The following entry from the MultiLogApp sample Apache access log data includes information about a REST API call in line 4:

0: 206.130.134.68
1: -
2: AWashington
3: 25/Oct/2013:11:28:36.960 -0700
4: GET http://cloud.saas.me/query?type=ChatterMessage&id=01e33d9a-34ee-ccd0-84b9-
   14109fcf2383&jsessionId=01e33d9a-34c9-1c68-84b9-14109fcf2383 HTTP/1.1
5: 200
6: 0
7: -
8: Mozilla/5.0 (X11; Linux i686) AppleWebKit/537.36 (KHTML, like Gecko) Ubuntu 
   Chromium/28.0.1500.71 Chrome/28.0.1500.71 Safari/537.36
9: 1506

Regex is also used by the MATCH function. The MATCH function in the ParseAccessLog CQ parses the information in line 4 in to extract the session ID:

MATCH(data[4], ".*jsessionId=(.*) ")

The parsed output is:

sessionId: "01e33d9a-34c9-1c68-84b9-14109fcf2383"

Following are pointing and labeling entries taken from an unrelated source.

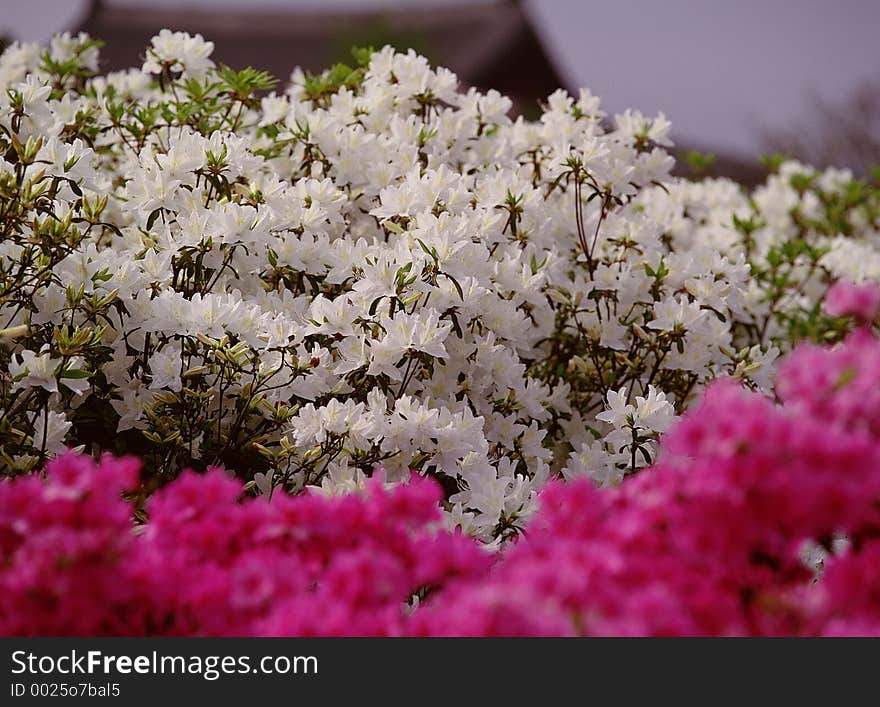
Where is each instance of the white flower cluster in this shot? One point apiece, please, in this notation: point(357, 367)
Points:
point(374, 269)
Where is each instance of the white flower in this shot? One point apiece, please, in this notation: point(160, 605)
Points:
point(654, 411)
point(617, 410)
point(50, 430)
point(35, 371)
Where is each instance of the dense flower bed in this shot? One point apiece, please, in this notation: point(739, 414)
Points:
point(375, 268)
point(760, 519)
point(451, 356)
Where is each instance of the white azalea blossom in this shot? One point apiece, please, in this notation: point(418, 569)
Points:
point(369, 269)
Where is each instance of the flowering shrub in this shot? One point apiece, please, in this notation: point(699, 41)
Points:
point(713, 540)
point(371, 268)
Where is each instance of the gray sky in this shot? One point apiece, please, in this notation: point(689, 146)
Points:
point(719, 69)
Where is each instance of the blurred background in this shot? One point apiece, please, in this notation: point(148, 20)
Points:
point(736, 79)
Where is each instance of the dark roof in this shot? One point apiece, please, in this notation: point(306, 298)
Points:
point(488, 44)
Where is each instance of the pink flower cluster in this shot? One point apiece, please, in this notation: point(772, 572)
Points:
point(209, 563)
point(707, 542)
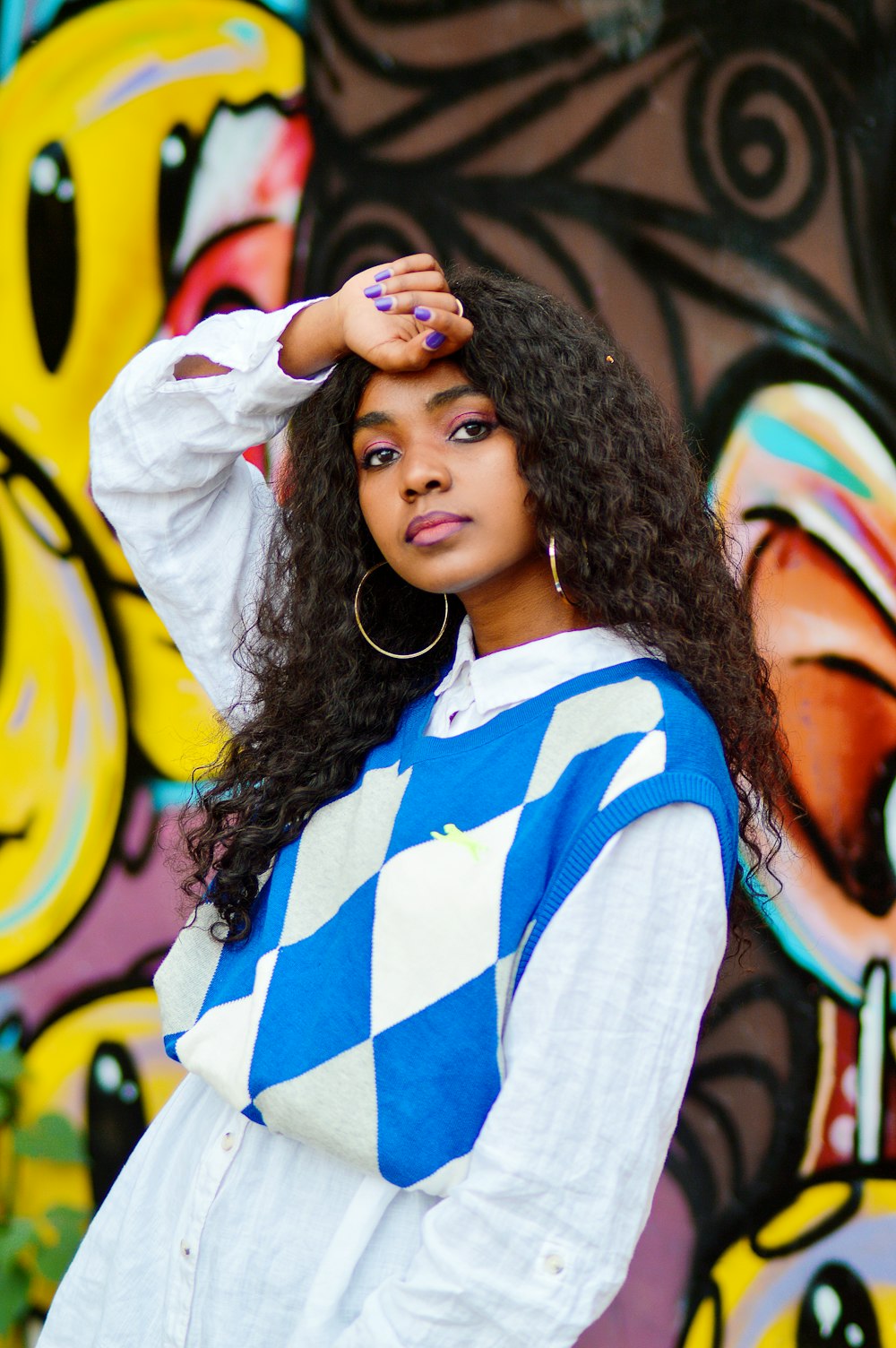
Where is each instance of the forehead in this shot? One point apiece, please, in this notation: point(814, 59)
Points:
point(409, 391)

The following, also from MultiLogApp, is an example of the data[2] element of a RawXMLStream WAEvent data array:

"Problem in API call [api=login] [session=01e3928f-e975-ffd4-bdc5-14109fcf2383] 
[user=HGonzalez] [sobject=User]","com.me.saas.SaasMultiApplication$SaasException: 
Problem in API call [api=login] [session=01e3928f-e975-ffd4-bdc5-14109fcf2383] 
[user=HGonzalez] [sobject=User]\n\tat com.me.saas.SaasMultiApplication.login
(SaasMultiApplication.java:1253)\n\tat 
sun.reflect.GeneratedMethodAccessor11.invoke(Unknown Source)\n\tat 
sun.reflect.DelegatingMethodAccessorImpl.invoke(DelegatingMethodAccessorImpl.java:43)
\n\tat java.lang.reflect.Method.invoke(Method.java:606)\n\tat 
com.me.saas.SaasMultiApplication$UserApiCall.invoke(SaasMultiApplication.java:360)\n\tat 
com.me.saas.SaasMultiApplication$Session.login(SaasMultiApplication.java:1447)\n\tat 
com.me.saas.SaasMultiApplication.main(SaasMultiApplication.java:1587)"

This is parsed by the ParseLog4J CQ as follows:

MATCH(data[2], '\\\\[api=([a-zA-Z0-9]*)\\\\]'),
MATCH(data[2], '\\\\[session=([a-zA-Z0-9\\-]*)\\\\]'),
MATCH(data[2], '\\\\[user=([a-zA-Z0-9\\-]*)\\\\]'),
MATCH(data[2], '\\\\[sobject=([a-zA-Z0-9]*)\\\\]')

The parsed output is:

api: "login"
sessionId: "01e3928f-e975-ffd4-bdc5-14109fcf2383"
userId: "HGonzalez"
sobject: "User"

See Parsing sources with regular expressions, FreeFormTextParser, and MultiFileReader for additional examples.